What Goes Around
June 27th, 2008A couple of nights ago I commented on the “Merry-Go-Round” pace of our negotiations with North Korea over their nuclear program. Tonight, I want to refer you to this Fred Kaplan analysis of the situation, especially these paragraphs:
Daniel Sneider, assistant director of the Shorenstein Asia-Pacific Research Center at Stanford University, calls the deal “a plutonium-containment program” and adds: “That’s fine. But it’s not what it was supposed to be.” Scott Snyder, senior associate at the Asia Foundation (and author of Negotiating on the Edge, the best book about North Korea’s diplomatic strategy), agrees: “The scope of this agreement does not match what we signed up for.” He also says, “As always with North Korea, it’s disappointing and frustrating.” Still, he says, “It’s better than nothing.” Both Sneider and Snyder, it should be noted, have been strong advocates of arms control and critics of the Bush administration’s earlier approach.
Two questions arise. First, could Rice and Hill have managed a better deal? It’s hard to say. In his book, Scott Snyder writes that the North Koreans typically adopt a very hard line toward the end of a negotiating session. At that point, the other side has to be willing to stand firm and walk away. Clinton’s emissary did just that toward the end of the Agreed Framework talks, after the North Koreans announced a signing ceremony then told the puzzled American that the five remaining disputes would simply be settled in Pyongyang’s favor. (They relented when he said he was going home.) Should Hill, too, have taken his car to the airport? Would the North Koreans have backed down? Who can say?

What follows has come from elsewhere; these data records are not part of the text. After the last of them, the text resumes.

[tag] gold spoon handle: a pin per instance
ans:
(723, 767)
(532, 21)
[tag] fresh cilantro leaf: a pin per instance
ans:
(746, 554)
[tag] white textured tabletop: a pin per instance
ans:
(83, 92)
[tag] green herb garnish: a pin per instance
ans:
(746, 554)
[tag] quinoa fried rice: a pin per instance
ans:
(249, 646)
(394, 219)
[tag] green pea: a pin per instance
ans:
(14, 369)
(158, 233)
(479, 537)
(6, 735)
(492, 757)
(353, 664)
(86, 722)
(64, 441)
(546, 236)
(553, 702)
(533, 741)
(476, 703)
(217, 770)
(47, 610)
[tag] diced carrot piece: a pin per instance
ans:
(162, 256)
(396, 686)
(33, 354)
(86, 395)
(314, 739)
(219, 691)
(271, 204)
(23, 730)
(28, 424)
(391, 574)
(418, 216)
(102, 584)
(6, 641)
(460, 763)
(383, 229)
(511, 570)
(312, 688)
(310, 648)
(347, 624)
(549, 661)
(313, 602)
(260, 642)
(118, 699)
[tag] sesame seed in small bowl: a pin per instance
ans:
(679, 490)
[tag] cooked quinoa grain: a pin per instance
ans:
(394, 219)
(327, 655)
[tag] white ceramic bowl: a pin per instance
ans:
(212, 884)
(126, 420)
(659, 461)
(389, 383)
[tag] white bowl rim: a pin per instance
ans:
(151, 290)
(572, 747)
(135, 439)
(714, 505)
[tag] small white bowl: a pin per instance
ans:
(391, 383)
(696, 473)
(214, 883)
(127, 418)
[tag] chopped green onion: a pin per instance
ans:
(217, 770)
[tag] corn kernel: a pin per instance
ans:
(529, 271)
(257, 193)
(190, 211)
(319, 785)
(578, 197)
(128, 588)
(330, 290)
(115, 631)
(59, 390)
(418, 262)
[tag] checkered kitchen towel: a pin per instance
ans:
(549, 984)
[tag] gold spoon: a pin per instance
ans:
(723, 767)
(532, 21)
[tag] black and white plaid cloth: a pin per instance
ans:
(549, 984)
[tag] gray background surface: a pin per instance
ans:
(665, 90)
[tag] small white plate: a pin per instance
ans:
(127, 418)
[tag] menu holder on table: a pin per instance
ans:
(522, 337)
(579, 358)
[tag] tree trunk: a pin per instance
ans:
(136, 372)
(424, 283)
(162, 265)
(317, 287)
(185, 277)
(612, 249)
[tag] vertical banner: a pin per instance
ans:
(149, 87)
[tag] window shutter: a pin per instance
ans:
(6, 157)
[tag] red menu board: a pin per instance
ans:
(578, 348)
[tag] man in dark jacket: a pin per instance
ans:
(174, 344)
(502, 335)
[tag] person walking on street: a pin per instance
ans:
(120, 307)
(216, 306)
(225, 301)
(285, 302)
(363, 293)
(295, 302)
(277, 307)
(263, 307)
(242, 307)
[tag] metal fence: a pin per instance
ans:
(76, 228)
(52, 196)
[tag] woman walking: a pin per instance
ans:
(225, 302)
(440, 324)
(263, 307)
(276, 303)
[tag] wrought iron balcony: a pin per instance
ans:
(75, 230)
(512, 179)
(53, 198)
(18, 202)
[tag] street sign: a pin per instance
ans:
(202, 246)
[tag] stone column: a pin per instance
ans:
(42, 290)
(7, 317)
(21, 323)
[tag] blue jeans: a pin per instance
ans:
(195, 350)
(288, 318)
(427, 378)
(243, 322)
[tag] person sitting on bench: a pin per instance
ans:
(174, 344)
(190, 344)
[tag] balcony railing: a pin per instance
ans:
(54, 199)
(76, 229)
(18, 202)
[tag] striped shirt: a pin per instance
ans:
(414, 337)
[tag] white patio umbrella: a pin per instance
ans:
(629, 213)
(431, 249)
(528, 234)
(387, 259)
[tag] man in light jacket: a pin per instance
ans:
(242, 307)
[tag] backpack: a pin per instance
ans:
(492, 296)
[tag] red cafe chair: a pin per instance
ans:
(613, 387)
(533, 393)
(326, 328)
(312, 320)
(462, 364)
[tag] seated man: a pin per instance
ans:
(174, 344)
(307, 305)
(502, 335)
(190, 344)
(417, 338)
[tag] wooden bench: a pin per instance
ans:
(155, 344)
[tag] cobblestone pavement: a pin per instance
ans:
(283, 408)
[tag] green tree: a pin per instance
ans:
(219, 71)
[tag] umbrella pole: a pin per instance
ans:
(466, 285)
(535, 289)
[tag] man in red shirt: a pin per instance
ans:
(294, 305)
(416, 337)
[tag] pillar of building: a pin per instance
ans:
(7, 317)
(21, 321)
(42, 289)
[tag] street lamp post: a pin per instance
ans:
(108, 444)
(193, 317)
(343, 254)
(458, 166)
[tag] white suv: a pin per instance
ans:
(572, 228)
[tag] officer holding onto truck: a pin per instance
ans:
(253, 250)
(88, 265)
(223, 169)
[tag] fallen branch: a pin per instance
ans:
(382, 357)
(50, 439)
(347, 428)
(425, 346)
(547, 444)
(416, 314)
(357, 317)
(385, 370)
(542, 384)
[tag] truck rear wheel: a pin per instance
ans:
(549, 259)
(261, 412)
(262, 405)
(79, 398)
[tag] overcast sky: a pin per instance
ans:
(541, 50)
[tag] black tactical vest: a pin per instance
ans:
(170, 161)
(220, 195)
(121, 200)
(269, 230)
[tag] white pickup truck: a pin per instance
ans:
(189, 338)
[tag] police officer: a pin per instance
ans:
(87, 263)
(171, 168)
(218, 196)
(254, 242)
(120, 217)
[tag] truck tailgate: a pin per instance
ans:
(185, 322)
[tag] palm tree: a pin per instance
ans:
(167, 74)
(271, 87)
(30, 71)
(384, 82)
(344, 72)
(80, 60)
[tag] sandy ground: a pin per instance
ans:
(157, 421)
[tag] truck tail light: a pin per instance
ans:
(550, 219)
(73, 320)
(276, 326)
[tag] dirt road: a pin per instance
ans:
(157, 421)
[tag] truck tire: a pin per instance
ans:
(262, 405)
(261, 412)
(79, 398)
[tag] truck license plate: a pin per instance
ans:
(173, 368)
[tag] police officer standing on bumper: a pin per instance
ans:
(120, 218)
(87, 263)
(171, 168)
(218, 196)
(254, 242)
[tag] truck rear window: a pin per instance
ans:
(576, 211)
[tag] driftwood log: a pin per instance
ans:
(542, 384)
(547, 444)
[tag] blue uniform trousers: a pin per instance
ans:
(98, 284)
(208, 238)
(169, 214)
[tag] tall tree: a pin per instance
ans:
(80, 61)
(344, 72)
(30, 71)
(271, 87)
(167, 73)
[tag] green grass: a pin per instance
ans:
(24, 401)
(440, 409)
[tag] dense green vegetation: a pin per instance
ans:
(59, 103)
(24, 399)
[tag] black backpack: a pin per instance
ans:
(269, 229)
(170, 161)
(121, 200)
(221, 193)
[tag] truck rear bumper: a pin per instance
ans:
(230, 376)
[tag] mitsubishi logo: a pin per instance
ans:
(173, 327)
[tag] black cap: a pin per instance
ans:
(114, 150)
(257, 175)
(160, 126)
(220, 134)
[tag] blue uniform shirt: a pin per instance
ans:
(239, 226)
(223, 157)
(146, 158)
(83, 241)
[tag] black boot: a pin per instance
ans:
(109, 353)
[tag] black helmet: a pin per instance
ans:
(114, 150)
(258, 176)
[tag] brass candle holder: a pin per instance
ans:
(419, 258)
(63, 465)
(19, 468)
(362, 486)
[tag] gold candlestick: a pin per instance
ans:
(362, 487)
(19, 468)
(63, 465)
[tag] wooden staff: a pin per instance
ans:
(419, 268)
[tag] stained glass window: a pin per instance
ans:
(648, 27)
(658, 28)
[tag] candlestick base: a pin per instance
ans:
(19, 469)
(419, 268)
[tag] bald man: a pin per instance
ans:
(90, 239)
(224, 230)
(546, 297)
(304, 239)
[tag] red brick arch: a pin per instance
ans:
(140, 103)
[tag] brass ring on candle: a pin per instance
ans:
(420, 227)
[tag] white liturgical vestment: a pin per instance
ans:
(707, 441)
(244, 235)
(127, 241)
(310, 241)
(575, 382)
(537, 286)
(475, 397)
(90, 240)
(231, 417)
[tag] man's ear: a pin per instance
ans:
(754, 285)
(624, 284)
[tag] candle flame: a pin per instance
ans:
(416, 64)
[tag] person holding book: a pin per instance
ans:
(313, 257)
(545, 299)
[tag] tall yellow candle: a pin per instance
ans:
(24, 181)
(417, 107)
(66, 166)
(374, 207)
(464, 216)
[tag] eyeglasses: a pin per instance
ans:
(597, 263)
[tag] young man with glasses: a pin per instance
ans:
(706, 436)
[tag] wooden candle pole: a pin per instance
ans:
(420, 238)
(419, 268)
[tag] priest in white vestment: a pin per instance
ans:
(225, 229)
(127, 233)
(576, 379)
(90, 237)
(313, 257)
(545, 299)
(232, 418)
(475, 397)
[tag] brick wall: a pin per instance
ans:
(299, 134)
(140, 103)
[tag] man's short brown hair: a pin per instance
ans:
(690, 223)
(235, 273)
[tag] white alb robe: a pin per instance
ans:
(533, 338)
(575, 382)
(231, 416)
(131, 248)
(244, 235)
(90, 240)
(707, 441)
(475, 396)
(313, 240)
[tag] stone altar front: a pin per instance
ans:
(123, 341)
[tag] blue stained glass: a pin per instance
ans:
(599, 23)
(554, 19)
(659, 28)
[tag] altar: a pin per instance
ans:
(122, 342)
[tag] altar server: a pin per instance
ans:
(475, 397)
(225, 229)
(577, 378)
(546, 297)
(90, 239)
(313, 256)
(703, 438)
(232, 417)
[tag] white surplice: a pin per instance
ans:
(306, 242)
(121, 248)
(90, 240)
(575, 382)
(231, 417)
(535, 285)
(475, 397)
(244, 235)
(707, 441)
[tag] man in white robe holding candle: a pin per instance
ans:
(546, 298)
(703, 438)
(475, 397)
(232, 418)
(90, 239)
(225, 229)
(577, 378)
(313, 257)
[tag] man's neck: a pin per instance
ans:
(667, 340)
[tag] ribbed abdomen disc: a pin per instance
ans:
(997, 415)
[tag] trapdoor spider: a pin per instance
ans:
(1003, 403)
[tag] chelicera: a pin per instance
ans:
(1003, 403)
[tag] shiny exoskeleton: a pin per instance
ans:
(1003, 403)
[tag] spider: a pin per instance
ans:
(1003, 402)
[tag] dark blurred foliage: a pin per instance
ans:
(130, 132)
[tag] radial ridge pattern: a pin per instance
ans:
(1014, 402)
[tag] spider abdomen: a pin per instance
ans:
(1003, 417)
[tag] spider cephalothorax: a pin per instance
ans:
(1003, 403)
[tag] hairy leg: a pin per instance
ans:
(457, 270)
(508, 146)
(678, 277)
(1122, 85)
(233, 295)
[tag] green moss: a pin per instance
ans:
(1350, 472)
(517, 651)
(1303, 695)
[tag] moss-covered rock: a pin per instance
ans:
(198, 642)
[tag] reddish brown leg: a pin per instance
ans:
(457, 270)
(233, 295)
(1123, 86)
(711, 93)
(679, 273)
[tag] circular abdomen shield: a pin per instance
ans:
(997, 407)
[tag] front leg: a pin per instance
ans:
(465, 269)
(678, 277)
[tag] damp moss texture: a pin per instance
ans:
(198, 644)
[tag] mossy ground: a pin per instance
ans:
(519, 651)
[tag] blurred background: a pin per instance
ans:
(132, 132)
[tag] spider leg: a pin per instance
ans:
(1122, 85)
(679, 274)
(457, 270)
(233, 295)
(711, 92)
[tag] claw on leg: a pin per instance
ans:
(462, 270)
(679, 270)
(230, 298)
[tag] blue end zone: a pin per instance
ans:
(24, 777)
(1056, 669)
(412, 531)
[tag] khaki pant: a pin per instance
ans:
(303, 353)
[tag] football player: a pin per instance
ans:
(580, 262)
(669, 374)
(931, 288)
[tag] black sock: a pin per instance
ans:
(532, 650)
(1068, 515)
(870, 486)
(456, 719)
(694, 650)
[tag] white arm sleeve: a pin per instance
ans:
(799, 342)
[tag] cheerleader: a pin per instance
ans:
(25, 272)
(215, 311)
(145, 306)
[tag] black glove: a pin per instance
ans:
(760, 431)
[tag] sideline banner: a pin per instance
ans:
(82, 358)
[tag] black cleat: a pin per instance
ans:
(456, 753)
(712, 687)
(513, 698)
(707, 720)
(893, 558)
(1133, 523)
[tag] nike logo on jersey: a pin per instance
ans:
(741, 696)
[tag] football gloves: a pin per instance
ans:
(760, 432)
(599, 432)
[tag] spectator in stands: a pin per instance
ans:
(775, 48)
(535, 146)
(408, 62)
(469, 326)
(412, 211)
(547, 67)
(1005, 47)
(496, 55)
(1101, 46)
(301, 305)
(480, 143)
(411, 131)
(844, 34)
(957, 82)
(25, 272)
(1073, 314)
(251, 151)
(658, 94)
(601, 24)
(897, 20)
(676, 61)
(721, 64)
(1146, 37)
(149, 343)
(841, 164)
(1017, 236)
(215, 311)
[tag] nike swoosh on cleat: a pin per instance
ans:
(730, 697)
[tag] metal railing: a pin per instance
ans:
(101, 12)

There is one big difference between 1994 and 2008: The United States had lots of leverage back then—and it has very little now. There are two reasons for this. First, when Clinton dangled the threat of force in front of the North Koreans in ‘94, they might have believed he’d really use it; Bush never even dangled a threat, and, with military forces stuck in Iraq and Afghanistan, such growling wouldn’t have been credible anyway. Second, and more important, by 2008, the North Koreans had already reprocessed plutonium and set off an atomic bomb; they were a bona fide “nuclear state.” They could walk away from the table with a more sincere shrug than we could.
He goes on to note that the problems we have with North Korea have their roots in several different dirt-patches, but that John Bolten and his ilk in the Administration made it almost-impossible for us to achieve our diplomatic goals.